Extrait de La nymphomanie ou Traité de la fureur utérine

En 1812, dans le Dictionnaire des sciences médicales introduit par Renauldin, l’article « clitoris » fait état des tailles exagérées de certains. C’est à qui aurait découvert le plus long clitoris :

– La taille d’un petit doigt pour Columbus (déjà cité par Fallope) ;

– 7 pouces pour le médecin Haller

– 12 pouces (longueur qualifiée de « monstrueuse ») et la taille du cou d’une oie pour un « on » indéterminé.

Ces discussions sur la taille du clitoris, indique l’article, ont pu faire croire à l’existence réelle d’hermaphrodites et amènent immédiatement aussi à un développement sur les femmes lascives qui abusent de cette malformation (la taille pensée normale étant plutôt petite) et que le dictionnaire décrit comme « de taille élevée, de muscles vigoureux et de figure hommasse ».

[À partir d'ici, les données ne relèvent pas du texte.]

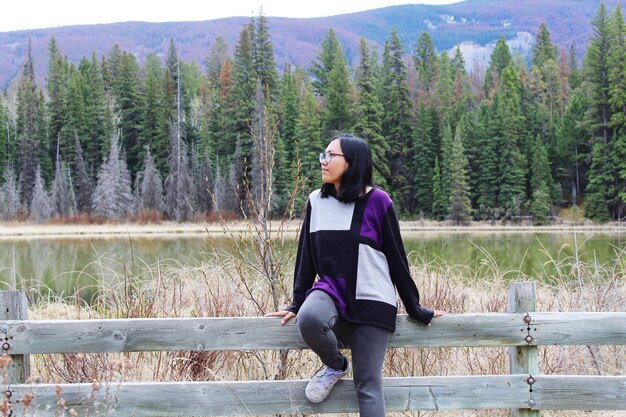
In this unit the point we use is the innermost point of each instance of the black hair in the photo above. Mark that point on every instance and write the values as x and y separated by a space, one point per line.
358 176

Les Lesbiennes sous le microscope

L’article se termine par un point de jurisprudence médicale magnifique : Renauldin explique qu’en cas de clitoris énorme, empêchant la pénétration normale de la verge dans le vagin et donc la reproduction, peut être un motif médicalement recevable de divorce !!! Précédait une explication des moyens rapides et efficaces d’exciser cet encombrant problème. N’est-ce pas fabuleux ?

[1] Fallope, qui est aussi l’inventeur du préservatif (alors un fourreau de toile légère), est resté célèbre par la découverte des trompes utérines qui portent encore aujourd’hui son nom.